Other variables of interest

Plasma glucose was measured during a 75 g oral glucose tolerance test (OGTT) and type 2 diabetes was defined by a fasting plasma glucose level ≥7.0 mmol/l and/or a 2-h postchallenge glucose level ≥11.1 mmol/l, a previous physician-diagnosed type 2 diabetes, or using antidiabetic medication at baseline. Blood pressure was measured through a mercury sphygmomanometer in sitting position after 5 minutes of rest. Hypertension was defined as the average of the blood pressure values (with a systolic blood pressure (SBP) ≥140 mmHg or diastolic blood pressure (DBP) ≥90 mmHg), or a physician-diagnosed hypertension at baseline. Smoking and alcohol consumption, educational background, diet and physical activity were acquired through well-designed questionnaires. Assessment methods of the above variables have been specifically described elsewhere24, 25. Briefly, smoking and drinking status were classified into currently, formerly, and never consumed. Physical activity was calculated as the product of the duration and frequency of each activity (in hours per day) weighted by an estimate of the metabolic equivalent of that activity25.

Statistical analyses

All data were analyzed using SPSS for Windows, Version 18·0 (SPSS, Chicago, IL, USA).

Baseline characteristics were analyzed for significance of differences between groups using one-way analysis of variance (ANOVA) for continuous variables and the chi-squared test for categorical variables. Student’s t-test was applied for comparisons of basic characteristics in those who attended follow-up with those who were lost at follow-up.
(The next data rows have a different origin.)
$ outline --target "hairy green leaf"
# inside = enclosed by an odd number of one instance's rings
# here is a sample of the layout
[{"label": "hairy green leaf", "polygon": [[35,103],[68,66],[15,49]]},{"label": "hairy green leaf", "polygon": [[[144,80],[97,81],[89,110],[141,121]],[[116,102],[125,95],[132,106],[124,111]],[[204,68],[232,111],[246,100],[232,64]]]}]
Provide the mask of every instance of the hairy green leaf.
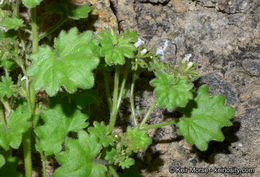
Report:
[{"label": "hairy green leaf", "polygon": [[138,36],[137,36],[137,32],[136,31],[129,31],[128,29],[125,31],[125,36],[132,38],[133,42],[137,42],[138,41]]},{"label": "hairy green leaf", "polygon": [[116,157],[120,155],[120,151],[116,150],[115,148],[112,148],[111,151],[106,151],[105,159],[108,161],[108,163],[113,164]]},{"label": "hairy green leaf", "polygon": [[107,135],[109,132],[109,127],[105,126],[104,122],[98,123],[94,122],[94,127],[90,127],[88,131],[96,137],[98,137],[99,142],[104,146],[107,147],[108,145],[113,145],[114,139],[112,136]]},{"label": "hairy green leaf", "polygon": [[229,119],[234,116],[234,109],[224,105],[223,95],[210,97],[207,85],[199,88],[194,101],[187,105],[186,111],[184,109],[185,116],[177,123],[178,133],[190,145],[205,151],[209,141],[224,140],[221,128],[232,125]]},{"label": "hairy green leaf", "polygon": [[55,95],[63,86],[69,93],[77,88],[88,89],[94,85],[94,70],[99,59],[95,50],[97,41],[91,32],[78,35],[77,28],[68,33],[62,31],[54,42],[55,49],[39,47],[31,55],[33,64],[28,68],[28,76],[33,76],[36,90],[45,88],[48,95]]},{"label": "hairy green leaf", "polygon": [[6,29],[15,29],[23,26],[23,20],[17,17],[7,17],[3,21],[0,22],[0,25],[5,27]]},{"label": "hairy green leaf", "polygon": [[27,105],[19,106],[7,117],[7,126],[0,124],[0,146],[8,150],[8,146],[17,149],[22,141],[22,135],[31,127],[31,113]]},{"label": "hairy green leaf", "polygon": [[0,66],[6,69],[7,71],[11,71],[15,68],[16,63],[13,60],[0,60]]},{"label": "hairy green leaf", "polygon": [[155,87],[154,96],[161,108],[171,111],[174,107],[184,107],[192,99],[192,84],[186,80],[177,80],[174,74],[155,72],[156,78],[150,84]]},{"label": "hairy green leaf", "polygon": [[119,166],[122,169],[129,168],[129,167],[131,167],[134,164],[135,164],[135,160],[130,158],[130,157],[127,157],[125,160],[119,162]]},{"label": "hairy green leaf", "polygon": [[57,155],[61,164],[54,177],[105,177],[106,167],[95,162],[101,144],[94,134],[78,133],[78,140],[68,139],[66,151]]},{"label": "hairy green leaf", "polygon": [[81,18],[87,18],[88,13],[91,11],[91,7],[89,7],[89,4],[86,3],[84,5],[74,5],[74,4],[69,4],[68,9],[66,11],[67,16],[71,19],[74,20],[79,20]]},{"label": "hairy green leaf", "polygon": [[66,18],[79,20],[81,18],[87,18],[88,13],[92,10],[89,3],[84,5],[75,5],[70,0],[63,0],[60,2],[54,2],[48,7],[48,11],[61,14]]},{"label": "hairy green leaf", "polygon": [[10,98],[12,95],[16,93],[16,90],[13,86],[13,81],[10,77],[1,77],[2,82],[0,82],[0,98],[6,96]]},{"label": "hairy green leaf", "polygon": [[35,128],[35,133],[40,138],[40,143],[36,145],[38,150],[45,151],[46,155],[56,154],[61,151],[70,131],[77,132],[88,126],[85,122],[88,117],[71,107],[74,108],[74,105],[56,104],[42,111],[44,125]]},{"label": "hairy green leaf", "polygon": [[112,30],[102,31],[98,34],[101,44],[101,54],[105,57],[108,65],[123,65],[125,57],[133,58],[136,50],[132,38],[119,36]]},{"label": "hairy green leaf", "polygon": [[129,151],[137,152],[139,149],[145,150],[146,146],[152,143],[145,130],[138,127],[127,127],[127,148]]},{"label": "hairy green leaf", "polygon": [[22,0],[23,4],[28,8],[34,8],[41,3],[42,0]]},{"label": "hairy green leaf", "polygon": [[0,168],[0,177],[22,177],[23,175],[16,170],[18,165],[18,158],[8,157],[6,159],[6,164]]}]

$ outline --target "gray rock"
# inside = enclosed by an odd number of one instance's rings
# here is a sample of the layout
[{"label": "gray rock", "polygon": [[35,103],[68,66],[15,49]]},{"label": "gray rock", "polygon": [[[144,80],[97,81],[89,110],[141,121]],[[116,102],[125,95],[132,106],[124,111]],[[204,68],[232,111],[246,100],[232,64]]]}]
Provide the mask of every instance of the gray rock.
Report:
[{"label": "gray rock", "polygon": [[242,63],[243,68],[252,76],[260,76],[260,60],[246,59]]},{"label": "gray rock", "polygon": [[[260,1],[259,0],[113,0],[123,29],[135,29],[146,43],[161,51],[160,60],[178,64],[191,54],[198,65],[198,86],[209,85],[211,95],[223,94],[226,104],[236,109],[234,125],[226,130],[226,140],[210,146],[200,155],[184,141],[156,144],[164,163],[146,177],[185,176],[175,167],[258,167],[260,159]],[[127,3],[126,3],[127,2]],[[167,42],[168,41],[168,42]],[[166,45],[167,44],[167,45]],[[166,46],[166,47],[164,47]],[[149,95],[149,94],[147,94]],[[148,101],[149,100],[149,101]],[[148,109],[151,95],[143,94],[136,105]],[[148,123],[163,119],[155,109]],[[176,137],[167,127],[157,140]],[[237,138],[235,138],[237,137]],[[216,148],[216,149],[214,149]],[[219,148],[219,149],[218,149]],[[198,160],[197,160],[198,159]],[[210,159],[210,160],[205,160]],[[260,168],[256,171],[260,173]],[[230,176],[230,174],[189,174],[190,176]],[[244,174],[247,176],[248,174]],[[255,174],[257,176],[257,174]]]},{"label": "gray rock", "polygon": [[216,72],[207,74],[198,79],[198,84],[209,85],[209,93],[213,95],[223,94],[226,98],[226,103],[228,105],[233,105],[236,103],[236,93],[230,83],[221,78]]}]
Binary logistic regression models were used to estimate the adjusted odds ratios (ORs) and 95% confidence intervals (95%CI) for CVD. The analyses were performed adjusting for adult age, sex, diabetes status, hypertension status, lipid profile, WC, smoking and drinking status, physical activity and economic status at baseline in adjusted model. The analyses were carried out to examine the influence of BW and adult WC on cardiovascular disease. Data were expressed as mean ± SD, n (%), or OR (95% CI), all statistical tests were two sided, and a p value of less than 0·05 was considered to be statistically significant.